A few hours later, the sun was up, and I was working again. The last pitch was an easy, sandy scramble, which I had to do several times to get all of my stuff to the top. It was steep enough that I had to be roped and sandy enough that any part of me that had remained clean no longer was. After bringing my last load to the top, I popped out of the bushes onto the "advanced hiking" trail up Angel's Landing, suprising two very clean looking hikers.
"Did you spend the night up here?" they asked, a little perplexed.
"Just a few hundred feet down the cliff," I smiled, pretty excited about my accomplishment.
After checking my watch, I only had enough time to make one trip down in order to get to work. I consolidated everything into the haulbag and what didn't fit got clipped to the outside. I cringed as I lifted the enormous monstrosity onto my back; not only was it heavy, but I was the antithesis of a backpacker with style, something I have spent a lot of time teaching others. As I started to walk, I realized the validity if what I teach, an unbalanced pack is extremely difficult to carry. I held onto the handrails with both hands for the tricky parts and had to crawl at certain steep areas. The tourists were very understanding and would step aside as I passed. (This also could have been because I was too wide to fit with anyone else.)
Everyone I passed gave me a curious look, but only a few asked questions. Dave (remember Dave?) had been down in the parking lot the evening before telling passerby's that "not only is that person soloing, but it's a 29 year old woman!" so a couple of the hikers were pre-informed of what I had done and gave me congratulations or disbelief. A couple of young women asked me if I knew where to go bouldering and gave me a "Cool!" when they found out I was alone. One man in his late 60's was pretty curious and asked quite a few questions about where I had come from. Twenty minutes later, he reappeared asking about how I slept. Twenty minutes later he reappeared asking what I had eaten. I think I saw him five or six times on my hike down. I would stop periodically and lean up against something, but the thought of having to put my pack back on pretty much just kept me walking.
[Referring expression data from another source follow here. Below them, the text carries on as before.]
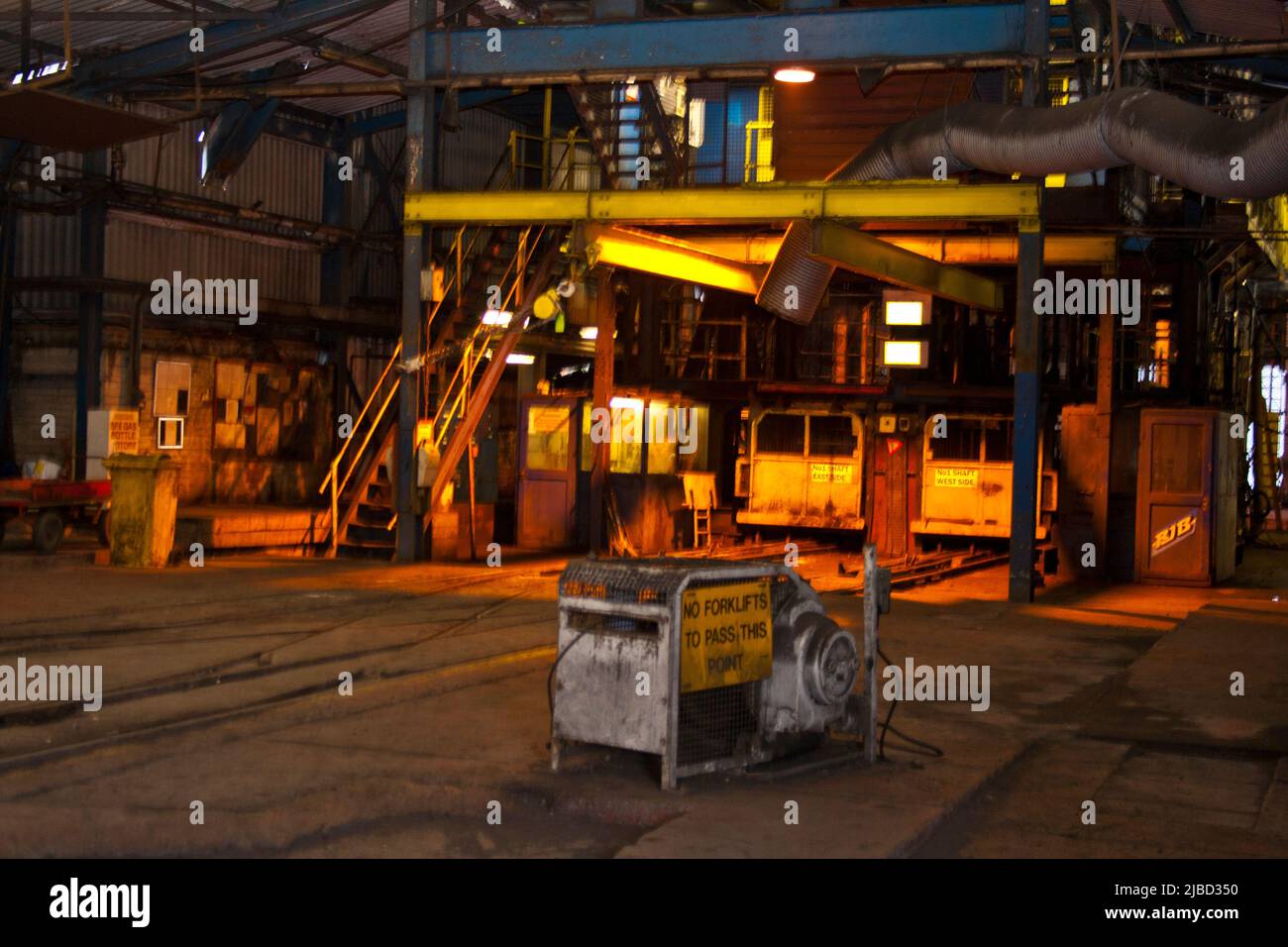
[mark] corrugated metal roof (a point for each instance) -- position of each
(99, 37)
(1236, 20)
(381, 33)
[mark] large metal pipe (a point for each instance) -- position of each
(1185, 144)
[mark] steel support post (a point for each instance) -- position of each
(1028, 418)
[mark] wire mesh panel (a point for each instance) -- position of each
(717, 724)
(621, 616)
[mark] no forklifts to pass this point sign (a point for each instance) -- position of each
(725, 635)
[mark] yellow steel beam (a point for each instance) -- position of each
(901, 200)
(964, 249)
(653, 253)
(862, 253)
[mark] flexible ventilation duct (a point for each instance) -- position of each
(1185, 144)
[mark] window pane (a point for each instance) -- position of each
(1176, 466)
(694, 453)
(999, 441)
(781, 434)
(548, 437)
(961, 441)
(831, 436)
(664, 433)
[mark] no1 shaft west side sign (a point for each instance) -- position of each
(725, 635)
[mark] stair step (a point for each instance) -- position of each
(361, 552)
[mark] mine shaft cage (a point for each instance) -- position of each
(618, 620)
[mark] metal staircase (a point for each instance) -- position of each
(626, 123)
(455, 375)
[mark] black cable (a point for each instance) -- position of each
(932, 750)
(550, 678)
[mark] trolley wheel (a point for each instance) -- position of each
(47, 535)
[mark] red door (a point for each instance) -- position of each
(1173, 493)
(548, 472)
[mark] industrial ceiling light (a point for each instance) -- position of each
(905, 308)
(794, 73)
(906, 355)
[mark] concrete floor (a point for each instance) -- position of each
(220, 686)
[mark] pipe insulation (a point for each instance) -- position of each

A few hours later, I reached my truck. Not quite ready to start driving, I sat down to drink some water. The man in his 60's approached me again, this time curious about how much weight I was carrying. I told him I taught backpacking for a living, and this seemed to make sense to him. I am glad it made sense to him, because I was not sure it did to me. Three middle-aged women tentatively approached me and asked if I wanted to share their lunch.
"I'm pretty filthy," I said, suddenly aware of my dirt-encrusted hands and the grime embedded under my nose.
"We don't mind. We just wanted to ask you some questions." As I joined them at their picnic table and tried to reach an orange slice without putting my hand in the bag, they took my picture.
"You're going to end up on our bulletin board at work," they excitedly told me.
I packed everything up, drove for 10 hours, and made it to work on time Friday morning.
Several days later, while unpacking my stuff, I came across the leather gloves I wore for the climb. They were Italian leather driving gloves that my grandmother had owned. When she died a few years ago I inherited several pairs, cut off the fingers and made into aid-climbing gloves. And I thought about all the strength I had from others, to do my solo climb.